In a couple of weeks Alex Song will be a distant memory for Arsenal. Sure, he was a lively spark for the Gunners on the pitch, but he wasn’t exactly irreplaceable either.
On Sunday, FC Barcelona announced the official £15 million transfer of Arsenal midfielder Song (via Twitter). According to ESPN, Song’s financial terms include a five-year length of contract with an £80 million buyout.
In the wake of Song’s departure, the Gunners are losing a fixture of their midfield over the past four years. While Song was consistently there, he wasn’t always productive. He played with a high energy that some might describe as recklessness and often left his team out to dry on defense.
He did exhibit sound technical ability in a general sense, but never truly stood out particularly in any one area.
Also, according to a report from the Mirror, he was beginning to upset manager Arsene Wenger to the point that he drove him to facilitate this transfer. Song was allegedly unmotivated and frequently late for team meetings.

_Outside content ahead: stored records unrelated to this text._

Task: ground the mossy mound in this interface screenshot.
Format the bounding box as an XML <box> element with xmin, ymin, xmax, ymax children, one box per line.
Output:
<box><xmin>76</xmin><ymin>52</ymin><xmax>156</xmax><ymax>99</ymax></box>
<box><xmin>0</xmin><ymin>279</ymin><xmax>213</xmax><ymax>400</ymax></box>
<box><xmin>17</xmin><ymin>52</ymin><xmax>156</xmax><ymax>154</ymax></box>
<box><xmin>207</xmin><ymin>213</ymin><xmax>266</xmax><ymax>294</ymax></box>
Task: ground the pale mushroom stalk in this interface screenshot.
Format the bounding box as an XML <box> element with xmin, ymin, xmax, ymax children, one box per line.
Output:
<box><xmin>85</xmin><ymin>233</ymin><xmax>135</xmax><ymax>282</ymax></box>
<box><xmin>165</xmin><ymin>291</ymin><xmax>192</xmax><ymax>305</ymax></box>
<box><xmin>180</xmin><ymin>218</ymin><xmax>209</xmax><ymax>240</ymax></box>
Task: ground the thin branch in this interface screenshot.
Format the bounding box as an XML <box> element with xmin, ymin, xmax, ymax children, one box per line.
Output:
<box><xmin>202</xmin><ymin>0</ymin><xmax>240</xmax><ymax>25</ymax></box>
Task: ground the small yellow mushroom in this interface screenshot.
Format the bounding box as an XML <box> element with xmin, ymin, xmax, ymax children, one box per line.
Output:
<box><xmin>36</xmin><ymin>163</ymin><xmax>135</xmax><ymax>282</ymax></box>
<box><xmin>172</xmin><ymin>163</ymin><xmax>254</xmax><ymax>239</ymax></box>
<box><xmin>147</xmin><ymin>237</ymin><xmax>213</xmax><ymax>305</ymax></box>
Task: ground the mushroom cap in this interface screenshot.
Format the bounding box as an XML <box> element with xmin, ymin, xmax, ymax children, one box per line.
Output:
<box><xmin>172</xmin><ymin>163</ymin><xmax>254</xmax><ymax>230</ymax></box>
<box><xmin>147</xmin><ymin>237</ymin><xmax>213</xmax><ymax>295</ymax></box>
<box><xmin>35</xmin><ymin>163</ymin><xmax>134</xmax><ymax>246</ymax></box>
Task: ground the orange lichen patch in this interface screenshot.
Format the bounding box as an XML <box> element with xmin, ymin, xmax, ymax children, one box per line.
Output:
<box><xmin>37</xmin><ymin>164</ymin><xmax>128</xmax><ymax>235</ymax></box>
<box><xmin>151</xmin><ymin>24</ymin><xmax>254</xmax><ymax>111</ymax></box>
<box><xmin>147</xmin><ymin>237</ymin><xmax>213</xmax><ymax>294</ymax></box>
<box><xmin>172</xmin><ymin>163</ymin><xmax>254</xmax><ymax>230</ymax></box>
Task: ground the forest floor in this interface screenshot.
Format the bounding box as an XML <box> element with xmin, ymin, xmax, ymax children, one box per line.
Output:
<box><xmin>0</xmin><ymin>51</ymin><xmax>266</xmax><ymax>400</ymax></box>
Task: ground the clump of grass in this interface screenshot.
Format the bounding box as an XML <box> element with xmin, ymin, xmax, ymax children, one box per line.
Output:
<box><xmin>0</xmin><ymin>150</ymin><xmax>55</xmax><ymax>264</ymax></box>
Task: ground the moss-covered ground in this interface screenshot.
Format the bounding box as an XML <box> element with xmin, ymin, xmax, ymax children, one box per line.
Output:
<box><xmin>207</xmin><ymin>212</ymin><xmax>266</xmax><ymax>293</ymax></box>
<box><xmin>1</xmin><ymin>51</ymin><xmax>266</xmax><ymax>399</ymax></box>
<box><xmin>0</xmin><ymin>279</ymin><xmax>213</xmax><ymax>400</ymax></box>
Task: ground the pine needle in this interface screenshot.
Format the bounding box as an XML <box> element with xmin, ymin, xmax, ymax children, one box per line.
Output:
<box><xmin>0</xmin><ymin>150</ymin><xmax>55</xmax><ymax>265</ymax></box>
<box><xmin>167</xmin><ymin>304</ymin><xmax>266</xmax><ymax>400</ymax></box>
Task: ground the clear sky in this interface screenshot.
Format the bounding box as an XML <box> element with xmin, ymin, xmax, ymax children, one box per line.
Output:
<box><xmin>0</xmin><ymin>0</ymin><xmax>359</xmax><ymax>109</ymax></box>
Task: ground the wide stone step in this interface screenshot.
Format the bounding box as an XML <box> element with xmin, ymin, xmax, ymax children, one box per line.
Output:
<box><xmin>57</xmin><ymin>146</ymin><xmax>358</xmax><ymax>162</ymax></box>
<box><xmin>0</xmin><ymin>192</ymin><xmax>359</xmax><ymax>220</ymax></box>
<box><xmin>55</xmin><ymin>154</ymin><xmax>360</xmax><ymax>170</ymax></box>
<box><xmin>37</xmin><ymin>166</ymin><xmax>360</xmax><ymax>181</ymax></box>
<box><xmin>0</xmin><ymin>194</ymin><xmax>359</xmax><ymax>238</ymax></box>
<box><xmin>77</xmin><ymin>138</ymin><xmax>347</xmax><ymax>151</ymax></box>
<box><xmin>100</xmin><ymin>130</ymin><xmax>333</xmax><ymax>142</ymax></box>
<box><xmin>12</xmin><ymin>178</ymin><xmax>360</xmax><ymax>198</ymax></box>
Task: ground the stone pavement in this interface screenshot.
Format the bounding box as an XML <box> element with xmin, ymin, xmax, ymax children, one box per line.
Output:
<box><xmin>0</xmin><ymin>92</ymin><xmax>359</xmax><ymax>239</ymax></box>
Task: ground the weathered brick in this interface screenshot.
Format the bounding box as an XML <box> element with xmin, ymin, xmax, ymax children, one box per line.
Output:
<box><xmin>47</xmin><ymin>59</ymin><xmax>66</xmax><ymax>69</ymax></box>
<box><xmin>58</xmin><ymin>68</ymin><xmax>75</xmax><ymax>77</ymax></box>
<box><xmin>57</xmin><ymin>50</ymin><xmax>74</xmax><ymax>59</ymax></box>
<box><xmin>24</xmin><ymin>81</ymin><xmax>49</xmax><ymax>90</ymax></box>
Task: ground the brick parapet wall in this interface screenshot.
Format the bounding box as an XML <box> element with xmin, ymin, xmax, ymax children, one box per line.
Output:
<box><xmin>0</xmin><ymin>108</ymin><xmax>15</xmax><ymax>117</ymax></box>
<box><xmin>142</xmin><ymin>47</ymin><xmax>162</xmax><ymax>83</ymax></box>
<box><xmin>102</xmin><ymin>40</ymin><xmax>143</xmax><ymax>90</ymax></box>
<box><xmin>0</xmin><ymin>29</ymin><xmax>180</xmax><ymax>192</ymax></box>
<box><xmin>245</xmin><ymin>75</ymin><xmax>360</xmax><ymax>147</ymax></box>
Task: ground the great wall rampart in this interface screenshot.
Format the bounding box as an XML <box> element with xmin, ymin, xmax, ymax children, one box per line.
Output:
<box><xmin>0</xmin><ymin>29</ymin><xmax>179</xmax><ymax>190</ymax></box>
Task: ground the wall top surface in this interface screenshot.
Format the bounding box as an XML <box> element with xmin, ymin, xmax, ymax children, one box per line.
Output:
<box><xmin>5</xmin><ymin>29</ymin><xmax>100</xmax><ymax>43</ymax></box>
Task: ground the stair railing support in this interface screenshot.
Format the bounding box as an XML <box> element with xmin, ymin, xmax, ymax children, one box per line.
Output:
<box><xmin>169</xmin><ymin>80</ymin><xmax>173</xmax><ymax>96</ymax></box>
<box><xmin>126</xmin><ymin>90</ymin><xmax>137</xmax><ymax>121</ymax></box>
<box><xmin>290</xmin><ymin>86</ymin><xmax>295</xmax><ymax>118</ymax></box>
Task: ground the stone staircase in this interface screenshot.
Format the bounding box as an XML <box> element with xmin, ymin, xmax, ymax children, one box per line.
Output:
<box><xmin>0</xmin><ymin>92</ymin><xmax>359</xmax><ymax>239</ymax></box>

Additionally, Wenger and the Gunners won’t lose any sleep over this move as they are honing in on Turkish midfielder Nuri Sahin. They’ve been pursuing Sahin for weeks and likely made the call to move Song once they felt comfortable with their chances of locking him in.
Reporting from ESPN indicates that the Gunners are close to locking in Sahin on a one-year loan as a stop-gap in their midfield.
In the grand scheme of things, Song was more of a persona than he was an effective footballer. His utility was exceeded by the hassle of keeping him around which led to this split, although some of his assists came at key moments for the Gunners last season.
If Arsenal's opening match draw against Sunderland is a sign of things to come, they’ll need to find someone else who is capable of creating scores for their teammates in Song’s absence.
Barca, on the other hand, have overpaid for the persona of Song. He’ll more than likely play behind the already competent midfield they have in place at the Camp Nou.
Song’s departure shouldn’t cause panic, but you should approach the immediate future with a “wait and see” perspective.